The Department of Energy stopped testing nuclear weapons fifteen years
ago, changing to simulations run on super-computers to obtain
information on bomb blast effects. The Navy should follow this
precedent. Sonar was developed in 1916, thirty years before the atomic bomb, and we understand the physics of sonar
transmission through water of varying density, depth, and to targets of
different properties over varying types of undersea topography. In
fact, computer programs can simulate a vastly greater spectrum of target
conditions and noise sources than can ever be carried out in ship-based
exercises. The Navy acknowledges the value of simulations, but argues
that their personnel must “train as they fight.”
The U.S. defense budget is presently $623B per year, larger than the
combined defense budgets of all other countries in the world. In today’s
beleaguered economy, we need to start cutting back where we can. The
U.S. Navy could reduce its operational costs by using simulations
instead of fleet sonar exercises. Each destroyer-class ship uses
daily an amount of diesel fuel equivalent to that of about 6,000 cars,
so energy savings would be dramatic as well. It is also easier to
develop countermeasures to hostile submarine strategies through quickly
modified and accurate computer simulations than through an endless and
incomplete variety of training exercises.

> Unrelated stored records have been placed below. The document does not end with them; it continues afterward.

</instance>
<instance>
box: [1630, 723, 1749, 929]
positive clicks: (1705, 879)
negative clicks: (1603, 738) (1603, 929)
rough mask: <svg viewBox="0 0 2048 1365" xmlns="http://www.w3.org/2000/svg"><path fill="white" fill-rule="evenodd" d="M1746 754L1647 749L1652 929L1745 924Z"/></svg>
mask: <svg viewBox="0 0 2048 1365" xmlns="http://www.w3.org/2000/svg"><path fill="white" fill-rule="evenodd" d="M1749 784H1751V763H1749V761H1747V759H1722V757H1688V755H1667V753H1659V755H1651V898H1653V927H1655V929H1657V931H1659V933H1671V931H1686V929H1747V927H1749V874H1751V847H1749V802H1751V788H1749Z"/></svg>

It is also imperative that the U. S. Navy seeks to develop detection
schemes that do not harm marine life. Examples include magnetic anomaly
detection, synthetic aperture radar to measure ocean height
disturbance, highly sensitive gravimeter techniques, a network of
nanotechnology-based detection bots, and other sensing techniques
identified from brainstorming sessions with top scientists. It is time
to be inventive and not trapped in ways of the past. The Navy currently
spends less than 0.01% of their $150B annual budget on “marine mammal
mitigation” research. This tragic shortfall must be remedied quickly.